South Korea's birth rate of 1.205 children per woman is the lowest among the rich nations of the OECD grouping, where it is also aging the fastest. Its working age population will start shrinking in 2017.
Young people are compelled to delay marriage and having children by a sluggish economy that has pushed up youth unemployment. A shortage of day care and the high cost of raising and educating children are other deterrents.
The average age of first-time South Korean mothers is the world's highest, at 30.7 years, says Statistics Korea.
It will be tough to alter attitudes in a country where young couples living together before marriage is almost unheard of, and where just 1.9 percent of children are born out of wedlock.
That compares with Sweden, where unwed mothers accounted for 54.4 percent of births in 2013, and the birth rate is 1.89 percent.
PENALTIES FOR SINGLE PARENTS
Job-seekers in South Korea are often asked their family status, which can penalise single parents, and children of single parents are often stigmatised, even into adulthood.
Single parents living alone with children pay higher taxes than married couples with children and a similar income.
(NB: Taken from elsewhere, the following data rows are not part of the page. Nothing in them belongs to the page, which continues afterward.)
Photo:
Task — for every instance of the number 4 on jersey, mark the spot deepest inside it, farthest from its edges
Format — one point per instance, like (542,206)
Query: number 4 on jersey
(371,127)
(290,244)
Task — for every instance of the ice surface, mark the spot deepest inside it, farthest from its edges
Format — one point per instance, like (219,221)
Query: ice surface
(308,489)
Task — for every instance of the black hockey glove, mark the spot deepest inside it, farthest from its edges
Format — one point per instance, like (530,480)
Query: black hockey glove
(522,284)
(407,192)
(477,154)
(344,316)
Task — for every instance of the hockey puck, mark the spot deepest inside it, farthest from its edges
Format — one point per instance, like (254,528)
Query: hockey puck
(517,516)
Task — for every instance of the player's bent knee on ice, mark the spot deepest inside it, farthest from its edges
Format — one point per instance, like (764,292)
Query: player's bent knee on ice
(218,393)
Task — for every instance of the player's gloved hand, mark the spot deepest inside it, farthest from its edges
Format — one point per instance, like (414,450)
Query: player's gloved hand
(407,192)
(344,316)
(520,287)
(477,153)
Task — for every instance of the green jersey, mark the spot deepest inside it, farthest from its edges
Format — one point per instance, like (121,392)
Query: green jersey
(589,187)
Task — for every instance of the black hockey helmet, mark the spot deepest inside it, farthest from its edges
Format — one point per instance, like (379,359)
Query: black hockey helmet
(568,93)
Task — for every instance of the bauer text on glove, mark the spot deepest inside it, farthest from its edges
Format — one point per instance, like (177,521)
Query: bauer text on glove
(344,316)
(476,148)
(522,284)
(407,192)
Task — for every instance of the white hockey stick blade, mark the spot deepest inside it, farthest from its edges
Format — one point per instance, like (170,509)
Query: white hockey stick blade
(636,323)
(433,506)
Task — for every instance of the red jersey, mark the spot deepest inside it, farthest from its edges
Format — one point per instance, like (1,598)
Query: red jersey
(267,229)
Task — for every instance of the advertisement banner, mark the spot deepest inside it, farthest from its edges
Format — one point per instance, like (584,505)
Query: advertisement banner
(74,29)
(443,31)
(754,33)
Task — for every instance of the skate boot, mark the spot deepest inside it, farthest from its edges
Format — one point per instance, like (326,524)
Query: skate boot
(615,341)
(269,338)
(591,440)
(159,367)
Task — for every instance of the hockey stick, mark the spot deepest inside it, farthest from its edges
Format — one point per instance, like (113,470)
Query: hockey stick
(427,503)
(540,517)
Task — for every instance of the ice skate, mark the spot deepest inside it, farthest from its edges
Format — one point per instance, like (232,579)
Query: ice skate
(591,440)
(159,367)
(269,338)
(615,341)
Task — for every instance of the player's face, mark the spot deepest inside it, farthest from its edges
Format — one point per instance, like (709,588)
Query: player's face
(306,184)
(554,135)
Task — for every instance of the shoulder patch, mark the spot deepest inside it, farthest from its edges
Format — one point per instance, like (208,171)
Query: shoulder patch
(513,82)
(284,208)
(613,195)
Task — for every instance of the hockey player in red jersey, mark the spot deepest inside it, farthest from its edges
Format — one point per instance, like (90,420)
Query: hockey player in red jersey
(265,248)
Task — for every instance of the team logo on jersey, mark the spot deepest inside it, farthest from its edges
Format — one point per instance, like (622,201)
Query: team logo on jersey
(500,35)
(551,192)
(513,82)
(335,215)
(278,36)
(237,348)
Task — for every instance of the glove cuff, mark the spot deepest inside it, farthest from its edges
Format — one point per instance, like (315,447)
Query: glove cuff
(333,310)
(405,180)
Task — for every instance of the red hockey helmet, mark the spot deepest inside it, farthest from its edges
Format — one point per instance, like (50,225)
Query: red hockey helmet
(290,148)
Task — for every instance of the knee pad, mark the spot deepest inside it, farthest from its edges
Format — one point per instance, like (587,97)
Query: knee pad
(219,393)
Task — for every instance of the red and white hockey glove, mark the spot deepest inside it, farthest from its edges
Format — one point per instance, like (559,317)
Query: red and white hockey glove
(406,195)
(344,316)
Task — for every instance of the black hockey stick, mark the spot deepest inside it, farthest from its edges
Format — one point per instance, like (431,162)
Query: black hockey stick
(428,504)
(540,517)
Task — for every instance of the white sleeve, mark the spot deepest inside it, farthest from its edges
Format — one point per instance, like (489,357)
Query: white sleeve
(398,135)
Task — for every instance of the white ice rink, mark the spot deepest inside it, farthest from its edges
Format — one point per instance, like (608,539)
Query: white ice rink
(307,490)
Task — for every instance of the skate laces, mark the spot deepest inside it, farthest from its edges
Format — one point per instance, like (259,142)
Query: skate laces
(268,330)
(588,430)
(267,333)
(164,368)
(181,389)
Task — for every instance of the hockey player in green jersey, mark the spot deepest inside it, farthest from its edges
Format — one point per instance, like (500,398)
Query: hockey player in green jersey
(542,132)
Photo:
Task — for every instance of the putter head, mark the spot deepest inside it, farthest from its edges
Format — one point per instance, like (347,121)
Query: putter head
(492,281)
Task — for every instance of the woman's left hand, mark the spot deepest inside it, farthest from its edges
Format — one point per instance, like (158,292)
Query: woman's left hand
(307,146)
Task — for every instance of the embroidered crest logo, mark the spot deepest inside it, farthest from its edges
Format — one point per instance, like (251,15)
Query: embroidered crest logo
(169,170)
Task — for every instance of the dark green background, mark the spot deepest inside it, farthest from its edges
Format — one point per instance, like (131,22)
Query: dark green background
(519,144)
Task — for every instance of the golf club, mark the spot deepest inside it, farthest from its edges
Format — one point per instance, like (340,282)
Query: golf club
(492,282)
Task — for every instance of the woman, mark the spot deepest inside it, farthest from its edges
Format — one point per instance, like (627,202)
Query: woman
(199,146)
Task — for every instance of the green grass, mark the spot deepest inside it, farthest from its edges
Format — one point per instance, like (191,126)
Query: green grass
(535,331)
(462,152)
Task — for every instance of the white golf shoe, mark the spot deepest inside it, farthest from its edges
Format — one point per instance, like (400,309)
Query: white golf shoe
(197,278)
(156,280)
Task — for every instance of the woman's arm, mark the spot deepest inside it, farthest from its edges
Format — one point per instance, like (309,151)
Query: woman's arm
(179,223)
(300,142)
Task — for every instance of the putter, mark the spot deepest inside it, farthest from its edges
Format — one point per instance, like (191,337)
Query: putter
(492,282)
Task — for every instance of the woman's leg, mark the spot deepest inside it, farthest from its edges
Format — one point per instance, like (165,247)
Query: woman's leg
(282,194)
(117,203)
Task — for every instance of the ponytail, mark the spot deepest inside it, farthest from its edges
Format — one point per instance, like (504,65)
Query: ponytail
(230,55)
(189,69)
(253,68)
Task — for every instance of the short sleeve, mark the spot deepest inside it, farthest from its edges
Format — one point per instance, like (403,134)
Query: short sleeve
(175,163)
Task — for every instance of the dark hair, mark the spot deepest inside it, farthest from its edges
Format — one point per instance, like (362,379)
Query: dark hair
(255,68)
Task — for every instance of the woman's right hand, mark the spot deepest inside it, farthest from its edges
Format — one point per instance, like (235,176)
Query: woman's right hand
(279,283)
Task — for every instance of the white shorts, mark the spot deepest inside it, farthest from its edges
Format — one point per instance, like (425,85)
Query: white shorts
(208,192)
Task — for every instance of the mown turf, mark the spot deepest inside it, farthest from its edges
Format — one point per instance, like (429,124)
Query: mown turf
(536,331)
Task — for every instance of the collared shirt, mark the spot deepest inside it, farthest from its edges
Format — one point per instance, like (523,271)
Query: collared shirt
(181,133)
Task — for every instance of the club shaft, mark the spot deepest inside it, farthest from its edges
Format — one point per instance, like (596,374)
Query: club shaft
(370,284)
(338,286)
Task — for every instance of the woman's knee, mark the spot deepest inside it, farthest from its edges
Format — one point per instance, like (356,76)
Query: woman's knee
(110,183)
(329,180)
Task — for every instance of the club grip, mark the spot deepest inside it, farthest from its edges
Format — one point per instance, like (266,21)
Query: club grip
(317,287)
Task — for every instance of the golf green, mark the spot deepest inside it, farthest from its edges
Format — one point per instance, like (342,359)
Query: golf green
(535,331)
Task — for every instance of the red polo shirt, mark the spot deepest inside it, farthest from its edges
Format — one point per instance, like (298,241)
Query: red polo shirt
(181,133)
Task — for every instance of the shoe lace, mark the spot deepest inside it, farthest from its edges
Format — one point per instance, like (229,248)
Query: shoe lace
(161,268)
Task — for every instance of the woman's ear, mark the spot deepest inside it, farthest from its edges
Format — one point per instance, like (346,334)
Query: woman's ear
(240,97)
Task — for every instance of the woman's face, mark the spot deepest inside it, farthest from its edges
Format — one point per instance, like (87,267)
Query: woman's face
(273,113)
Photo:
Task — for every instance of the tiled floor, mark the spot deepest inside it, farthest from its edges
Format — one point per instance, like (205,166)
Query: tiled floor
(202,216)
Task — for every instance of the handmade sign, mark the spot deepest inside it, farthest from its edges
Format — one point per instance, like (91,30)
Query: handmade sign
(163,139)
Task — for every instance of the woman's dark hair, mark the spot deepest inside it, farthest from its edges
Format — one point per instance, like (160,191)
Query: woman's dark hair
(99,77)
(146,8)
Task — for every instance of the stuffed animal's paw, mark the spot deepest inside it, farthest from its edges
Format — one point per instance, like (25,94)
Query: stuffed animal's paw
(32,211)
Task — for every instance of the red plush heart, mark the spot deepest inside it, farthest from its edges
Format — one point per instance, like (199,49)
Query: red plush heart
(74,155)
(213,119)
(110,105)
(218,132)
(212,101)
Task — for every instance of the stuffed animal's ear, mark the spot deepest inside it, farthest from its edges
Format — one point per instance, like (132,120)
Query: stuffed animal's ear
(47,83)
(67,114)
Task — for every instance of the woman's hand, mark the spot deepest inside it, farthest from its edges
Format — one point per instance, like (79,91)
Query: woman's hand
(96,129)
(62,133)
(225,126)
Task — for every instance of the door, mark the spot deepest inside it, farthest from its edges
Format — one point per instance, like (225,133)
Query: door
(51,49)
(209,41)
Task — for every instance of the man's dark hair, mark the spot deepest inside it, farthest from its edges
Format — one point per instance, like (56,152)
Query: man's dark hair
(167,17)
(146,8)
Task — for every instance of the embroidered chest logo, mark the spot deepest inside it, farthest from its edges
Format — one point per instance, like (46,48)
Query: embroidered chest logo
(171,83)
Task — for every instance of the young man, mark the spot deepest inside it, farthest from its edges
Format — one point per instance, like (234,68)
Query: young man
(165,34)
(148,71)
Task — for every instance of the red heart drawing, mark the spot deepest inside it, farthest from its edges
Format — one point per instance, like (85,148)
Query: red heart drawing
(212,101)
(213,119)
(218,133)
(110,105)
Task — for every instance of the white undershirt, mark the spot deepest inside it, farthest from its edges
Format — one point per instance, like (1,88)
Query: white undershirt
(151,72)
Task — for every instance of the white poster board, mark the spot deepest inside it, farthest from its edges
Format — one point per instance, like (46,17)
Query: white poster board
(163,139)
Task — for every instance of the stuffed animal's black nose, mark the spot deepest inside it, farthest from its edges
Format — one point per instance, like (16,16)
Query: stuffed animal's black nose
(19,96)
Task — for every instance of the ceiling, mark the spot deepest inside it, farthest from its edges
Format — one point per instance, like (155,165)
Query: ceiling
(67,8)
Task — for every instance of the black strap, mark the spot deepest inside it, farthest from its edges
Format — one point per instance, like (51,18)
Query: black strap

"It is especially difficult for female single parents to find work because of gender discrimination in employment," said Park Yeong-mi of the Korea Unwed Mothers Support Network.
"Single mothers are seen as unchaste, as not conforming to social norms. Single fathers are viewed with even more social stigma, because of the patriarchal culture."
Several government departments will collaborate in the effort to change the outlook on marriage, although detailed plans are few, the finance ministry official said.
"We still have to feel out what to do specifically, and our circumstances won't turn into what you see in countries like France, but if there is prejudice in regulations, we will work to ease them."
A committee chaired by President Park Geun-hye released a blueprint to tackle the population crunch and said last week it planned to raise acceptance of "various forms of family," including teenage parents. (http://precap.go.kr/)
But change could take time, the finance ministry official acknowledged: "This will take persuasion and if the pushback is hard, we will slow things down. We will have to play this by ear."